Note: Have a look at a couple of our favorite home tours that we have featured here on Fitflopsale-Singapore from the portfolio of the architects of this project, Carney Logan Burke Architects: Mountain modern luxury home inspired by gorgeous Wyoming landscape and Fabulous home and artist studio dramatically overlooking Teton Mountains.

On the entry end of the building, the architects created a two-story component within the long building; this allows for children’s bedrooms above with a guest room, garage, and powder room below. Engineered beech floors upstairs and painted millwork in the mudroom and media room provide contrast to the cedar.

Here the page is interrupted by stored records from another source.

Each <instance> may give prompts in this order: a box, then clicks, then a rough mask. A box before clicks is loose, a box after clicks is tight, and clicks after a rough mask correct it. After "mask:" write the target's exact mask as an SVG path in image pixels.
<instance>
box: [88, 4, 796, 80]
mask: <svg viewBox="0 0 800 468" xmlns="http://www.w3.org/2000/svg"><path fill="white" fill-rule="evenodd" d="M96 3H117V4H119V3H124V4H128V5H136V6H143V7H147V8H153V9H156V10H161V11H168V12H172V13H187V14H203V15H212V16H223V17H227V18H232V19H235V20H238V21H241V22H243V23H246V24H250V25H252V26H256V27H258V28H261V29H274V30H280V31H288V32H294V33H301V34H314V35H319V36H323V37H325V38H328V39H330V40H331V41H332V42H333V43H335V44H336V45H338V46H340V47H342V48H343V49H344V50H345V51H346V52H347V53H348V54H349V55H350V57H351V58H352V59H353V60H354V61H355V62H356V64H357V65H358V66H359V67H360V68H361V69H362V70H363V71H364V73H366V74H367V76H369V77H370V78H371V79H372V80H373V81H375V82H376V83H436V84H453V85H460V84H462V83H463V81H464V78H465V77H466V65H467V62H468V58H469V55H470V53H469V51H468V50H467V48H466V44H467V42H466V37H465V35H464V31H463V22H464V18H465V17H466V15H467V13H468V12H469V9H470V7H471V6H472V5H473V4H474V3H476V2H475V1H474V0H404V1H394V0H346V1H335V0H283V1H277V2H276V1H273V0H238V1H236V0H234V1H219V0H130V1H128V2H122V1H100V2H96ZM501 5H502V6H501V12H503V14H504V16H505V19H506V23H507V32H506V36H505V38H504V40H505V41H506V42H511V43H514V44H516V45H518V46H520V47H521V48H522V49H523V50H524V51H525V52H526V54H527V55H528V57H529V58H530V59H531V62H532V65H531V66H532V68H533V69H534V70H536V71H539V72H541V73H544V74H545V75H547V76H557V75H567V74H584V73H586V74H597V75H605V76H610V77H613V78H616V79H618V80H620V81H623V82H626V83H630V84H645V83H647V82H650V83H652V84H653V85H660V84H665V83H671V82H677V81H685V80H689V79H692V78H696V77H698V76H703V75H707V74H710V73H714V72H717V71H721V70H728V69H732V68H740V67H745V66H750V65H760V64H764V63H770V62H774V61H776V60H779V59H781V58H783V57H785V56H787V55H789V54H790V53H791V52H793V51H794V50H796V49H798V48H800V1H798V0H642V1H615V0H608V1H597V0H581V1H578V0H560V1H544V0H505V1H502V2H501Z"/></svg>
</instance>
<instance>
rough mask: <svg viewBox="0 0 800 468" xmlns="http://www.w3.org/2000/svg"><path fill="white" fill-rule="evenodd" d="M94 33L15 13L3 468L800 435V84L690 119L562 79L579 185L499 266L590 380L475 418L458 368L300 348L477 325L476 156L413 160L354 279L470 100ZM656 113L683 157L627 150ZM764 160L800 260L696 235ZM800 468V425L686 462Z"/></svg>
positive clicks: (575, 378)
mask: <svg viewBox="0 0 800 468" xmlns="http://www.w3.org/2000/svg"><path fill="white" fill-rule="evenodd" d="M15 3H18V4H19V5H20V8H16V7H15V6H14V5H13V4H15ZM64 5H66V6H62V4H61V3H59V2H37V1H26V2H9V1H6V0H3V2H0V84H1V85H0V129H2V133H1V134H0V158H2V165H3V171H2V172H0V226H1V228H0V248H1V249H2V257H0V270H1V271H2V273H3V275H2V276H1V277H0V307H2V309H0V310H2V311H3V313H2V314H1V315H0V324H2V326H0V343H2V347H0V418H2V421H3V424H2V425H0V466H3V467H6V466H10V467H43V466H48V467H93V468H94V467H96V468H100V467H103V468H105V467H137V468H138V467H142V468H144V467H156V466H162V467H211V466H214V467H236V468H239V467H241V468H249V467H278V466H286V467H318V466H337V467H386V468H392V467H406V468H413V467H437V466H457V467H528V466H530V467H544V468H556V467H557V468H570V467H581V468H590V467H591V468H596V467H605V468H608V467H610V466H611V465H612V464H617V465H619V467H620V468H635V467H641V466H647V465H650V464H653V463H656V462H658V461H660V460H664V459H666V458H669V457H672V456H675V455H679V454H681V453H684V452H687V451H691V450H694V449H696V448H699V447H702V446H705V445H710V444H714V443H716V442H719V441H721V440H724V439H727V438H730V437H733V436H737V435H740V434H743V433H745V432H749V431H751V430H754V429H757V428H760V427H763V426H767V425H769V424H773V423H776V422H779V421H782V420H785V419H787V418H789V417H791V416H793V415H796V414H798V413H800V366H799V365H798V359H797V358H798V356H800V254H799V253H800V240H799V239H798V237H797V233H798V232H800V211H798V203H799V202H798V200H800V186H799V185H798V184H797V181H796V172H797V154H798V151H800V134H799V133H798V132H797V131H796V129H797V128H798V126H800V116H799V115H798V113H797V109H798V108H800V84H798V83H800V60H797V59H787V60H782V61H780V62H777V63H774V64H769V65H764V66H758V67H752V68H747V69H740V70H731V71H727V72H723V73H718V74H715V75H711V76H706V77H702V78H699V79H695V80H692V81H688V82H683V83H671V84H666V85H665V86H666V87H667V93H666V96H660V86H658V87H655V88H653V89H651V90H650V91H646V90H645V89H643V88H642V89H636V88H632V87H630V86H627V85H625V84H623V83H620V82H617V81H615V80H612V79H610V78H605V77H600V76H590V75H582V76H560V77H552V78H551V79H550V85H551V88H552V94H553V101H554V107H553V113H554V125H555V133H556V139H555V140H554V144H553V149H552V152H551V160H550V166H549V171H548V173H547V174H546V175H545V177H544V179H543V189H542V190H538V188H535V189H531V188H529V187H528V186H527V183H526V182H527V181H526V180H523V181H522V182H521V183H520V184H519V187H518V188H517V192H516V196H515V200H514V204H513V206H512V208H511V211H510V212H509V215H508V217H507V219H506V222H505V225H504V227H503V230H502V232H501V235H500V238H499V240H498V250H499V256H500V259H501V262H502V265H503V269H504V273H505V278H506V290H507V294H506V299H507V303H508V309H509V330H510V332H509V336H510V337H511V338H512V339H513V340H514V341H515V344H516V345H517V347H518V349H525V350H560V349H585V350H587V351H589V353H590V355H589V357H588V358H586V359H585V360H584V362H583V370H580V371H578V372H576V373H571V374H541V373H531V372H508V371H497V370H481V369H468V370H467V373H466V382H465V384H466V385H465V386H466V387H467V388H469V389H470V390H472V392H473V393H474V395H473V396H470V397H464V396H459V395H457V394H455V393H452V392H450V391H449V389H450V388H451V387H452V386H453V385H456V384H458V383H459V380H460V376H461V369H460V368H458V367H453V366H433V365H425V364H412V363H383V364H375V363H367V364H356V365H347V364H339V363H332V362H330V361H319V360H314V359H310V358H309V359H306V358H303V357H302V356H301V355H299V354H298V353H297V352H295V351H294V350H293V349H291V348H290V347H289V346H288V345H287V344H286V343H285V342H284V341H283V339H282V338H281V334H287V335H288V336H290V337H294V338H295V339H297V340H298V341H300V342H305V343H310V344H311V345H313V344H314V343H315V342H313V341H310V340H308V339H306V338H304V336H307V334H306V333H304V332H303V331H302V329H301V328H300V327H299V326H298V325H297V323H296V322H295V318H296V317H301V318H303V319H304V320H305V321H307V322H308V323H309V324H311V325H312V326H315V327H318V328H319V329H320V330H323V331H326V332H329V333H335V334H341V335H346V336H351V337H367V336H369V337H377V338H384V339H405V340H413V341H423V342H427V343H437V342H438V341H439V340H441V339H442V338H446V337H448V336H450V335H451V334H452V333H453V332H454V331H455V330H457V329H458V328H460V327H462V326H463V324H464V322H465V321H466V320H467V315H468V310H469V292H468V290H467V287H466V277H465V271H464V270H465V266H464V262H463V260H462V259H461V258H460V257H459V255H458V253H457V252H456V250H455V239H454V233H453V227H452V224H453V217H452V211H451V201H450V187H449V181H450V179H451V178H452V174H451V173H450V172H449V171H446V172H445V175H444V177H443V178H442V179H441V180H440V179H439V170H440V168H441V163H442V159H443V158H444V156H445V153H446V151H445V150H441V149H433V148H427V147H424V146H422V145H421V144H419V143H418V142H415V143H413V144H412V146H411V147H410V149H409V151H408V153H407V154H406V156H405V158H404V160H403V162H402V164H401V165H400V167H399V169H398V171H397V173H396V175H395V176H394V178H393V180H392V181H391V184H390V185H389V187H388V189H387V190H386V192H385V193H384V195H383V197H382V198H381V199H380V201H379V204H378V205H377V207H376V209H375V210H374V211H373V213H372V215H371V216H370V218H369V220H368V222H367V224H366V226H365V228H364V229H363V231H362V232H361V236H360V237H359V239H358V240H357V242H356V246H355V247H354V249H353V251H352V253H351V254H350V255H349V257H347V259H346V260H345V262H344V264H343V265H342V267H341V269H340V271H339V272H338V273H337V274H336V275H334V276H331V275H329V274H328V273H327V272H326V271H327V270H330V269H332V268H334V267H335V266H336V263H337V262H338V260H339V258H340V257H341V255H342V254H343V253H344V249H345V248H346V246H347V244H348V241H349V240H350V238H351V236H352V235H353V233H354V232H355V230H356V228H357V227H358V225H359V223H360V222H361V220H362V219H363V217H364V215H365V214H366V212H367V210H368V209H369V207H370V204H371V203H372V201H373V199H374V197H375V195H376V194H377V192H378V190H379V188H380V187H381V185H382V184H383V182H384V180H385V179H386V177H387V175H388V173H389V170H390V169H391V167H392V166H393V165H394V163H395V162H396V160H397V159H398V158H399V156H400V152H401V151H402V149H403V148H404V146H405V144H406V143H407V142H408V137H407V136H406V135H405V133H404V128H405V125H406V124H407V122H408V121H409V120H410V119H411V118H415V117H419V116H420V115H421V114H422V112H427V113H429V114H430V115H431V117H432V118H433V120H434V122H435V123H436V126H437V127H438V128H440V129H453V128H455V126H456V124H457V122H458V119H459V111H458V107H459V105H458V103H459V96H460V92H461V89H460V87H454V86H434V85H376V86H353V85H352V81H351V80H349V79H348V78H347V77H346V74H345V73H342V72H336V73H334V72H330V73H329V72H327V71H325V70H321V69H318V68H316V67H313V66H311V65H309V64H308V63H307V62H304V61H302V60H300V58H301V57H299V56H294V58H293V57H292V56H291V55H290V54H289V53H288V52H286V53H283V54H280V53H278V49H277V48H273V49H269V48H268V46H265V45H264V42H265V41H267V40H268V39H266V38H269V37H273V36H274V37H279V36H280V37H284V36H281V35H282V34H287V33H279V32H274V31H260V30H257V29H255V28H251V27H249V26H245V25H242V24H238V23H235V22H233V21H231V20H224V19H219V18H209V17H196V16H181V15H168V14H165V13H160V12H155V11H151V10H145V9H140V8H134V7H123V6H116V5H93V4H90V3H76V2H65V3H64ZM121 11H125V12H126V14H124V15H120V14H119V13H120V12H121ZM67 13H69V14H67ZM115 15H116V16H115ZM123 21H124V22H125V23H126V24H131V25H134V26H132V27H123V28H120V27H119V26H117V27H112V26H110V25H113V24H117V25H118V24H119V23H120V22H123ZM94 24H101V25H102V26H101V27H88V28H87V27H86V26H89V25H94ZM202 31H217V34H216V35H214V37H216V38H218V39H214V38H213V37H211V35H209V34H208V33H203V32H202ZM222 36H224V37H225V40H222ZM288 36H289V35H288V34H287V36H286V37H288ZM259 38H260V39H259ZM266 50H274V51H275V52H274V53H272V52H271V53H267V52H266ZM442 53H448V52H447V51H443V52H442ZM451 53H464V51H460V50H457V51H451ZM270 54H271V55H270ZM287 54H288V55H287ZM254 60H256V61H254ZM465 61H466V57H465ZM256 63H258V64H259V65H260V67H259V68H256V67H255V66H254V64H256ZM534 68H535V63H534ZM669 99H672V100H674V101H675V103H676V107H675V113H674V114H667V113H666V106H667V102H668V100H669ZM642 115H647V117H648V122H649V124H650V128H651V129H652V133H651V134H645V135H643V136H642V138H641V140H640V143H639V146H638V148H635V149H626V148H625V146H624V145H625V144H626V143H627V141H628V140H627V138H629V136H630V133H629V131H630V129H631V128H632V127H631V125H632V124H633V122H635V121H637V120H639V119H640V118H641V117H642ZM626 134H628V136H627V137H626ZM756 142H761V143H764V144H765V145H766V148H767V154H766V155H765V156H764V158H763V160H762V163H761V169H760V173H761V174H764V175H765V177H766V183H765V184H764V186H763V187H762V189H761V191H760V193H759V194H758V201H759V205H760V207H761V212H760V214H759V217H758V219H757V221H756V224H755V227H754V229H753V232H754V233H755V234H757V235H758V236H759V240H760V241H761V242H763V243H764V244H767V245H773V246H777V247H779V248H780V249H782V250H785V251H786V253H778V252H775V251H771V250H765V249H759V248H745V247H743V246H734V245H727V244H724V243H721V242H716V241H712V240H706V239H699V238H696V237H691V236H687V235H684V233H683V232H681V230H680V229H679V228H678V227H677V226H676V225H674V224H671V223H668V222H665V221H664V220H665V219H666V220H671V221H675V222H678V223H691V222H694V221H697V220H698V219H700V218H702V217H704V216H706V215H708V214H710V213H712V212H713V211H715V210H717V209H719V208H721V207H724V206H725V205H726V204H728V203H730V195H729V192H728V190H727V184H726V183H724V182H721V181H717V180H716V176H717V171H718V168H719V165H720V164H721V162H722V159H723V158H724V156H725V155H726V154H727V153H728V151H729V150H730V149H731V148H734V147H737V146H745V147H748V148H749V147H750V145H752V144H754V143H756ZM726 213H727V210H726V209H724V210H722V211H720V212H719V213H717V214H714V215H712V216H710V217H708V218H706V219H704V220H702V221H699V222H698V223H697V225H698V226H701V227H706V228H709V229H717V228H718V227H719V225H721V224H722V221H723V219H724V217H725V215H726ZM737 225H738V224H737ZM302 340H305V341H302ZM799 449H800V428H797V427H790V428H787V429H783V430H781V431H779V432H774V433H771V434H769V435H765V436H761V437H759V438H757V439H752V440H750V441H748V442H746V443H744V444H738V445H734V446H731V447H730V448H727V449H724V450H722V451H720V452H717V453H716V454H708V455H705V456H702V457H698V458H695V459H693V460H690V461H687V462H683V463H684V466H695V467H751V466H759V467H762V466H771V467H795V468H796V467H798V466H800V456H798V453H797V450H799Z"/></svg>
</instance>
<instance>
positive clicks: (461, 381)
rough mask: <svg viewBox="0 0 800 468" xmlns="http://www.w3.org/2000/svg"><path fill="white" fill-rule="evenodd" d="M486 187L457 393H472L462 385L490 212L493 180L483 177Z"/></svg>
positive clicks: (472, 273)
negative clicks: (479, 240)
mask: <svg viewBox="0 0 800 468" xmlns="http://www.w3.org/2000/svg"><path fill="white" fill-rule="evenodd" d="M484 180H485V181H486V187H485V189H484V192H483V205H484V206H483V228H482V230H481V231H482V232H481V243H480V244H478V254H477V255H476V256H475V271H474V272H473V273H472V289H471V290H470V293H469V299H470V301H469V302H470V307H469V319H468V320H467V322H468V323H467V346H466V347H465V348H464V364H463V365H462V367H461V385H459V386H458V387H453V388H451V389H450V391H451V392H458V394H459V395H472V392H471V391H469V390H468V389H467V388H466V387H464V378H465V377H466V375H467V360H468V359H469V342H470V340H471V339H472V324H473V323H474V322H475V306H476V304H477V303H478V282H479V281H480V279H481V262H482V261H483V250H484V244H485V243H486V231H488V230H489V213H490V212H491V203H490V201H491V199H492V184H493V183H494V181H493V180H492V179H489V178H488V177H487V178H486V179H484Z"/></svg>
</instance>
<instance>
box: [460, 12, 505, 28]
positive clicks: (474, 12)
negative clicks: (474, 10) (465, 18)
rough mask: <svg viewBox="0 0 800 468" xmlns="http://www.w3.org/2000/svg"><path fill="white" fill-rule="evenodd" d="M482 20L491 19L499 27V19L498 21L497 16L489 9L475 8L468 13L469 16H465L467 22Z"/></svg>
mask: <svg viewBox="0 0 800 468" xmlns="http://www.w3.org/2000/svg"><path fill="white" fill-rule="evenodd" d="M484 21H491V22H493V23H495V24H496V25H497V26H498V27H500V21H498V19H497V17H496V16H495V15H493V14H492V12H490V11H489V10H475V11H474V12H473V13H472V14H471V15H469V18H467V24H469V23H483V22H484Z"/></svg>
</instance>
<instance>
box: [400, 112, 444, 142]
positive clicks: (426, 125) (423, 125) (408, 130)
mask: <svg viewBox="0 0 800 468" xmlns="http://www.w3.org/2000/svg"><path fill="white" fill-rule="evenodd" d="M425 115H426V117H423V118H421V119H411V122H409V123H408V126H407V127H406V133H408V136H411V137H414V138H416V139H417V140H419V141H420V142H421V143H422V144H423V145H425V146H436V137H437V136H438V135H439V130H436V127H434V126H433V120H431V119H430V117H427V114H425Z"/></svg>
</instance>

On the home’s north side, a ten-foot-wide deck with its attendant overhang runs the length of the house, rising to the second story on the east end. This multipurpose outdoor space encompasses an outdoor kitchen and dining area with grill and pizza oven, ties the master bedroom suite at the west end to the rest of the house, creates additional entertaining space off the living room, provides access to the meadow, and engages with the river— a simple and elegant solution to multiprogram goals.

Above: This statement powder bathroom is the only windowless room in the house. This space reads as a tunnel: arched full-length mirrors indefinitely reflect the brass railroad tracks set in the floor, creating a dramatic trompe l’oeil tunnel effect.

Above: A 1,000 square foot modern guest house connects to the main house via a large wood platform amongst the aspen trees.

Above: The house is wrapped in a hot-rolled steel plate with a wax coating, which will slowly weather in the dry climate.